Tra le loro previsioni più significative, le linee guida, oltre a confermare le previsioni del GDPR, hanno stabilito il principio di rappresentatività delle associazioni e organismi promotori (c.d. “titolari del codice”) da valutarsi secondo criteri quantitativi (es. numero o percentuale di titolari o responsabili del trattamento aderenti) e qualitativi (es. esperienza nel settore di trattamento) e precisato i requisiti redazionali e di approvazione dei codici che, in primo luogo, devono definire il proprio ambito di applicazione settoriale e territoriale, specificare modalità di applicazione specifica, pratica e precisa del GDPR, soddisfare esigenze particolari di un determinato settore o attività di trattamento, facilitare l’applicazione del GDPR, fornire sufficienti garanzie e meccanismi efficaci per controllare il rispetto del codice stesso.

Inoltre, con riferimento agli organismi di controllo, le linee guida hanno specificato che – data la flessibilità lasciata dall’art. 41 GDPR circa il tipo e la struttura dell’organismo di controllo, lo stesso può essere di natura interna ovvero esterna, di tipo collegiale o monocratico, purché soddisfi otto requisiti.

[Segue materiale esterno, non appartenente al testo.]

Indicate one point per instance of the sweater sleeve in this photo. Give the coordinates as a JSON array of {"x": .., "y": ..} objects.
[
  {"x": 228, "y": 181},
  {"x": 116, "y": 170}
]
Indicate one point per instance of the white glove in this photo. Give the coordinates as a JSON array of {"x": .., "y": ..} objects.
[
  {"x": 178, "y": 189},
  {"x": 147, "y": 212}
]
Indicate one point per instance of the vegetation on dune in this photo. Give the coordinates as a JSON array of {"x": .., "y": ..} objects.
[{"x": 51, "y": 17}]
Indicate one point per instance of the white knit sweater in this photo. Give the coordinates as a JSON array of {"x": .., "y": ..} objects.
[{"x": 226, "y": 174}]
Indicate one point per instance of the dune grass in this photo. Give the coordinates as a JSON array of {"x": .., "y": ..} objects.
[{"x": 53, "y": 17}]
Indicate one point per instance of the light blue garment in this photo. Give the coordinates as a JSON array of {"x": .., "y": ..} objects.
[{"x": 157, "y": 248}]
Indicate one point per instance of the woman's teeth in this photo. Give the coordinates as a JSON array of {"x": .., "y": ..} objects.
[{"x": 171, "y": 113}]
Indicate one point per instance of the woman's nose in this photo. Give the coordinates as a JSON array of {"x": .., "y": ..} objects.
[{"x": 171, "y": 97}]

Si tratta, in particolare, dei requisiti per ottenere l’accreditamento da parte dell’autorità di controllo e che consistono in: (i) indipendenza, (ii) assenza di conflitto di interessi, (iii) competenza, (iv) possesso di strutture e procedure di governance adeguate che consentano all’organismo di valutare l’idoneità dei titolari e responsabili del trattamento ad applicare il codice, vigilare sulla conformità alle disposizioni del codice, effettuare revisioni circa il funzionamento del codice, (v) possesso di procedure e strutture efficaci per la gestione imparziale e trasparente dei reclami, (vi) efficace comunicazione con l’autorità di vigilanza competente, (vii) adozione di meccanismi di revisione per garantire che il codice continui a contribuire alla corretta applicazione del GDPR e per adeguarlo a cambiamenti nell’applicazione e nell’interpretazione della legge o a sviluppi tecnologici e (viii) status giuridico: l’organismo di controllo deve avere la qualifica adeguata per adottare le opportune misure in caso di violazione del codice e deve poter essere sanzionato, in concreto, ai sensi dell’articolo 83.4, lett. c), GDPR laddove venga meno ai proprio obblighi.

Infine, le linee guida hanno rafforzato il requisito di “previa consultazione” di cui al Considerando 99 che indica che quando si redige (o si modifica/estende) un codice, dovrebbe aver luogo una adeguata consultazione con le parti interessate, e hanno dunque previsto l’obbligo per il titolare del codice di fornire pertinenti e specifiche motivazioni ostative nei casi in cui non si proceda alla consultazione con le parti interessate.

Codici di condotta, vantaggi e limiti

Non si può tacere il fatto che, a seconda del settore considerato e del livello e della natura delle consultazioni richieste, tale requisito complichi notevolmente, sia sotto un profilo procedurale, sia dal punto di vista politico-negoziale il processo di adozione dei codici e, quindi, di formalizzazione e ufficializzazione delle best practices che gli stessi sono finalizzati ad affermare.

Tuttavia, a dispetto di tale significativa complicazione, va apprezzato l’indubbio valore aggiunto apportato dai codici di condotta sul piano della applicazione pratica, come opportunità per stabilire standard realistici e raggiungibili per gli appartenenti al settore di riferimento e, al tempo stesso, per migliorare la trasparenza nei confronti dei singoli individui per quanto riguarda il trattamento dei loro dati personali.

Tirando le fila, nella loro attuale configurazione, i codici possono contribuire concretamente alla corretta applicazione del GDPR, consentendo di codificare in modo pratico, trasparente e potenzialmente efficace, anche sotto il profilo dei costi, soluzioni applicative che rispondano alle peculiarità di determinati settori, organizzazioni e gruppi di interesse e/o a specifiche tipologie di trattamento. Pertanto, si prevede – e al tempo stesso si auspica – una loro rapida e ampia diffusione.